I face the same dilemma every Christmas.
I have absolutely no idea what I can give my parents to show them how much I cherish who they are and what they have done in my life.
I know that Christmas isn’t about presents. But in my life, I’ve come to use Christmas gifts as a way for telling people I love that they are truly valued. It’s not about what the gift costs, it’s more about showing someone you know who they are inside, or perhaps about capturing a special moment from the past. Like a few years ago when I bought my brother a box of Pez dispensers that looked like the members of KISS. But I digress.
In recent years, particularly since my children were born, I’ve come to know and love my mother and father more than I ever have in my life. Yet in this new understanding and appreciation of who they are, it’s become more and more difficult to celebrate them at Christmas time.
We often hear people talk about the feelings they have for the most special people in their lives. How friends have always “been there” for them, whatever that means. How family is the “foundation” for everything, even though they can’t stand to be in the same room with cousin so and so or aunt this and that. Or, even how we should eject from our lives anyone we care for who dares not agree with us.
Truly, I understand the amazing rarity that is my relationship with my parents. But I often take it for granted. I tire of people constantly blaming their own failures and bad decisions on mom and dad, as if everyone has what I have. I’m insulted when other women lament becoming like their mothers. I could only wish!

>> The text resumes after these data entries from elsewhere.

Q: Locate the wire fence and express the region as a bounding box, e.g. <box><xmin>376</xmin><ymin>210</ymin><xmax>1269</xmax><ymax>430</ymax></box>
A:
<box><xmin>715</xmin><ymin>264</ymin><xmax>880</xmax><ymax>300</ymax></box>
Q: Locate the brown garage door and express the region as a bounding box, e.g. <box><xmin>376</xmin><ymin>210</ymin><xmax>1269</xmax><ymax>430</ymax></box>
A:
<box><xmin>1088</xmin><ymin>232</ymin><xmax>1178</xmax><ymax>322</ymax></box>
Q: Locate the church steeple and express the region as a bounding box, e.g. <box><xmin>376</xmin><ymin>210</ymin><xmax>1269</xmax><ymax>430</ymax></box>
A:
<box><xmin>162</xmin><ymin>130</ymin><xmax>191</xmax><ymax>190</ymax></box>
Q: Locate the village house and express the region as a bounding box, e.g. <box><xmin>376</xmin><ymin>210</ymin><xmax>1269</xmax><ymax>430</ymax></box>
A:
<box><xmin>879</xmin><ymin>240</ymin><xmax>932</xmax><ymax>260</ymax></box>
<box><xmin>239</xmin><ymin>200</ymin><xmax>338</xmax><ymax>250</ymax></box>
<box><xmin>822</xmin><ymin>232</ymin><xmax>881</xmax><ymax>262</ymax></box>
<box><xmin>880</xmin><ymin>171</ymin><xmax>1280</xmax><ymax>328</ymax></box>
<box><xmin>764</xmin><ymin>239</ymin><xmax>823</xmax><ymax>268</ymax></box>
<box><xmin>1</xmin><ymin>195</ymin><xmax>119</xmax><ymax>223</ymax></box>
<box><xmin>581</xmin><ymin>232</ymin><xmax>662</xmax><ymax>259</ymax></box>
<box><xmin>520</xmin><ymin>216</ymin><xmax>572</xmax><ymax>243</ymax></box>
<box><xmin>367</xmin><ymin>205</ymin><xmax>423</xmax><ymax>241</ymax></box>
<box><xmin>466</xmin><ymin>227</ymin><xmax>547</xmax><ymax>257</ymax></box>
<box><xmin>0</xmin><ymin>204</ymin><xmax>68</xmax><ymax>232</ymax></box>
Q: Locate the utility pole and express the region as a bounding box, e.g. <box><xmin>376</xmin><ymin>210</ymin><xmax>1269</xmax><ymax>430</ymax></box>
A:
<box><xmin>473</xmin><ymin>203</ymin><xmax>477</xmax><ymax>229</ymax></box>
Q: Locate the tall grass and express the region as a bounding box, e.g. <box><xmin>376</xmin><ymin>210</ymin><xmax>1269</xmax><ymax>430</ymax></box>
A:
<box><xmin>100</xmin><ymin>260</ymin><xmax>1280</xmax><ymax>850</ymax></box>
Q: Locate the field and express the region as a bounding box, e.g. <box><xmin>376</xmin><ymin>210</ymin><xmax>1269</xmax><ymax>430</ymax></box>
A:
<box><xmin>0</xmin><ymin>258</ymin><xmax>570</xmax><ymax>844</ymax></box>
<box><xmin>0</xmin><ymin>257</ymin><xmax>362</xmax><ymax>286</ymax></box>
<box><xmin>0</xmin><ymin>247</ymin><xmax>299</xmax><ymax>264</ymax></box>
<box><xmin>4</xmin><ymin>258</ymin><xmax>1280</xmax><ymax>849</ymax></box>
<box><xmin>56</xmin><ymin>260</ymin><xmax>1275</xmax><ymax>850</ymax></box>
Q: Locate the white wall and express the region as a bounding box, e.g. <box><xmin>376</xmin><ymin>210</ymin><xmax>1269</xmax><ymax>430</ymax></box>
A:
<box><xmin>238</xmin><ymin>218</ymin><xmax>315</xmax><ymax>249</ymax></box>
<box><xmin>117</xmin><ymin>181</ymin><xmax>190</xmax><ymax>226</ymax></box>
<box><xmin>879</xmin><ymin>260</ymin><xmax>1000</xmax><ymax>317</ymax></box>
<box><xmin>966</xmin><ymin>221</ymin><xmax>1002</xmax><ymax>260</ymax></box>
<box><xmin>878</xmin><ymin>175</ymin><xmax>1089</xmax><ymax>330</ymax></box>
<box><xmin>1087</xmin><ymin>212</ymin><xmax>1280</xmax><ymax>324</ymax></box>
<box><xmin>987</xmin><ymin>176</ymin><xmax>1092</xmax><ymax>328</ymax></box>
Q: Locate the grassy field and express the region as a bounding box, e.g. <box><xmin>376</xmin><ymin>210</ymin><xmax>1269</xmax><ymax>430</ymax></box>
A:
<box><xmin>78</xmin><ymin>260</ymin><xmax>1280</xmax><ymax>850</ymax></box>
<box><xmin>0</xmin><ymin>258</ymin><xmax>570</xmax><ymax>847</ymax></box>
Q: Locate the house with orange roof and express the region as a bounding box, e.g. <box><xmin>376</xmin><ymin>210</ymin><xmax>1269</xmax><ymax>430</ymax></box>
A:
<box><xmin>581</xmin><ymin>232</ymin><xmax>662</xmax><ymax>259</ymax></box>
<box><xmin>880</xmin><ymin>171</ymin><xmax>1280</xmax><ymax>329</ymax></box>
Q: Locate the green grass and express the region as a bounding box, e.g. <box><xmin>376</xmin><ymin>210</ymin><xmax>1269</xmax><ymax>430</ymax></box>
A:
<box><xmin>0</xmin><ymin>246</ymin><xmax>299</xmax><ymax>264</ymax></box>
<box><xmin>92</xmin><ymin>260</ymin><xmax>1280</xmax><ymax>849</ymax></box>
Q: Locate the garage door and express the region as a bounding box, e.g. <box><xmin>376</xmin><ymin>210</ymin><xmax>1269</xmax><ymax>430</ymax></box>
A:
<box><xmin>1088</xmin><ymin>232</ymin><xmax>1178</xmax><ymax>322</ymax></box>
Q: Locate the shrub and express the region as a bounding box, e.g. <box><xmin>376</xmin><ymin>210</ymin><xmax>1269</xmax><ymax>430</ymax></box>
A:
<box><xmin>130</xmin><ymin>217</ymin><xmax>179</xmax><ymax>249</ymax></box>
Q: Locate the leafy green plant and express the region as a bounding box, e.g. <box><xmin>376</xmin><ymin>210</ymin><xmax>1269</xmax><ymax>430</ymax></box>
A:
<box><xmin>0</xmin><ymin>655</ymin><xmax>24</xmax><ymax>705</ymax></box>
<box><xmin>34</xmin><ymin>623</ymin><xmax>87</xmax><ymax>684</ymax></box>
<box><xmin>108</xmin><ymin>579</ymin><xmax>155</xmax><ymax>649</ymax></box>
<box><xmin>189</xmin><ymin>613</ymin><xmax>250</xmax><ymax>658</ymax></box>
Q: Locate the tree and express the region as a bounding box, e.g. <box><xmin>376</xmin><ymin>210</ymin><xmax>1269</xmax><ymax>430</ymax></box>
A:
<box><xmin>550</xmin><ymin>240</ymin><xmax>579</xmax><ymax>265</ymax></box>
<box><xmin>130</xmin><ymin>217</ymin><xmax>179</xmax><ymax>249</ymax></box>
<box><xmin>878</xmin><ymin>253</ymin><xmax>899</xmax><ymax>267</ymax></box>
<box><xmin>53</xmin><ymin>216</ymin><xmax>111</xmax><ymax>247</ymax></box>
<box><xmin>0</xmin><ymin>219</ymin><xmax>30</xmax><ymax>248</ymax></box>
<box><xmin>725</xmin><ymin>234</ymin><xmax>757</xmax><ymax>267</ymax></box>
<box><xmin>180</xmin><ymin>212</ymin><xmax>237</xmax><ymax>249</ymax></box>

This problem of not being able to pay my folks the proper appreciation has been growing year by year. Mostly because I have discovered that I need their love as much as an adult and parent as I ever did growing up.
I know now that it is my parents, not the friends I once relied on, who are truly my support and strength. It was the two of them who spread the net under my family when finances threatened ruin. It was they who cried with me as I struggled through severe post-partum depression. It was mom and dad who rushed to my side when I had my heart attack, to hold my hand, hold my children and hold up my husband. No. One. Else.

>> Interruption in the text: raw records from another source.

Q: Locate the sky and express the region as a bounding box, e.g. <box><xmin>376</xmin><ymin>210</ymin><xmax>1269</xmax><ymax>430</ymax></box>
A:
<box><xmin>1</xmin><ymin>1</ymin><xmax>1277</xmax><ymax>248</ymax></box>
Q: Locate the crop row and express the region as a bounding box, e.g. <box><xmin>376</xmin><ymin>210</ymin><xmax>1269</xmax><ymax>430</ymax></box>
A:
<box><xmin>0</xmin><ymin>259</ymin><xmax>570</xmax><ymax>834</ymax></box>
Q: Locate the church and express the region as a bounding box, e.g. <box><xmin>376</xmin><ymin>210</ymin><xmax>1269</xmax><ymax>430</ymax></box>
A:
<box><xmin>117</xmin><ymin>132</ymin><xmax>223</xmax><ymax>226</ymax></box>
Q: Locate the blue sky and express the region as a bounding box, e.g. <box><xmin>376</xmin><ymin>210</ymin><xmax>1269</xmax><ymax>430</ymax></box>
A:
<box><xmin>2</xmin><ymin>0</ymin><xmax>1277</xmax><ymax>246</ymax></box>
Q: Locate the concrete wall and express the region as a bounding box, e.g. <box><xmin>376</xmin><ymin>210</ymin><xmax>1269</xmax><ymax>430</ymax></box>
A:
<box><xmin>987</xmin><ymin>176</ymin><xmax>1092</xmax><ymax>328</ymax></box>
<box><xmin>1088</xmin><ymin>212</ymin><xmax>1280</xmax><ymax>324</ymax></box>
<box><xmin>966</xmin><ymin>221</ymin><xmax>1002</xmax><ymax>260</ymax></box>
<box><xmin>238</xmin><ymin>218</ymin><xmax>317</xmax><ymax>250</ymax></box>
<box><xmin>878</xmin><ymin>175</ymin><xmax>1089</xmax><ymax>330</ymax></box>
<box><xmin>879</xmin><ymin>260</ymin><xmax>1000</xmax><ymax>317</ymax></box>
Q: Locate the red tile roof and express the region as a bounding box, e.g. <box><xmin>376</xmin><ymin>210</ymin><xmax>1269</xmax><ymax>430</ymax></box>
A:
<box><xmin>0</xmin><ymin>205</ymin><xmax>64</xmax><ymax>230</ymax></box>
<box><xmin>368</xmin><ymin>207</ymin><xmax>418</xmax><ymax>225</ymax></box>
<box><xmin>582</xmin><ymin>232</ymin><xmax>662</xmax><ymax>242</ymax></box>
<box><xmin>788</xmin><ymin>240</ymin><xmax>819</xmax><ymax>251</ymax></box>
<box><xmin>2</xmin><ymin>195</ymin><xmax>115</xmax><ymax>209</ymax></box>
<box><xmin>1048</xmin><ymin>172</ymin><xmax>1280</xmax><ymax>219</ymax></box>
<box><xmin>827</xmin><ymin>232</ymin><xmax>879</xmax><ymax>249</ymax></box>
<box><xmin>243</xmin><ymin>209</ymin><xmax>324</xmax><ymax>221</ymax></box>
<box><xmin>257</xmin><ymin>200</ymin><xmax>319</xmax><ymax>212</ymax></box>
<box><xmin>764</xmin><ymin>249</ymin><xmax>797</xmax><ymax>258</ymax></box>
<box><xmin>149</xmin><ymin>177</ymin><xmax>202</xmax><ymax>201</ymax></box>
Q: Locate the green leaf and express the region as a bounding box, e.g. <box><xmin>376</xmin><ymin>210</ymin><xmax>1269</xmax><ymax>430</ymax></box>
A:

And sadly, I realize with each passing day, that I will not have the blessing of their presence forever.
They challenge me, but respect my choices. They help me, but do not provide me a crutch to rest on. They pray for me, but do not expect God to forget my transgressions. I fight them, yet they stay at my side, unlike so many who have tired of my battles and brokenness.

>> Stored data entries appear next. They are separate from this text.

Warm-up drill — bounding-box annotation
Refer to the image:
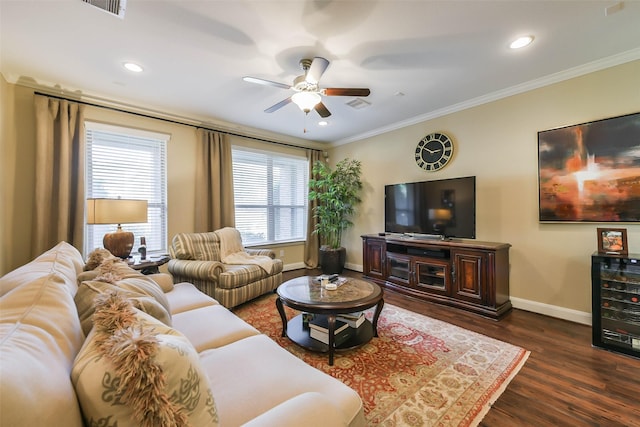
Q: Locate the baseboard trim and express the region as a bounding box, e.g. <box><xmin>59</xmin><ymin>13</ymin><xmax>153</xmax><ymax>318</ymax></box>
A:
<box><xmin>510</xmin><ymin>297</ymin><xmax>592</xmax><ymax>326</ymax></box>
<box><xmin>346</xmin><ymin>263</ymin><xmax>592</xmax><ymax>325</ymax></box>
<box><xmin>283</xmin><ymin>262</ymin><xmax>307</xmax><ymax>272</ymax></box>
<box><xmin>345</xmin><ymin>262</ymin><xmax>363</xmax><ymax>273</ymax></box>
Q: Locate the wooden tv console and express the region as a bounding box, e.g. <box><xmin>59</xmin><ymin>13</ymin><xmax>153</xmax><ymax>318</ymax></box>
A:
<box><xmin>362</xmin><ymin>234</ymin><xmax>511</xmax><ymax>319</ymax></box>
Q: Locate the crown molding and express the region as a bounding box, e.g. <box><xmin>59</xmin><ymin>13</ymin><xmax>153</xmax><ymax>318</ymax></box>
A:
<box><xmin>334</xmin><ymin>48</ymin><xmax>640</xmax><ymax>147</ymax></box>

They are indeed the ultimate gifts, equalled only by my own children and husband. And this Christmas, in my attempts to repay all they have done for me since I’ve supposedly graduated to adulthood, I’ll likely find my dad another Pittsburgh Steelers something, and my mom another hand bag or piece of jewelry she doesn’t really need.
I know they know these things are only symbols. That how I feel is so much more than I could ever express with my limited funds or mere human words.
But year after year, I’ll continue to look and pray for some thing or some way I can show them the unlimited value of the gifts they give me everyday of my life.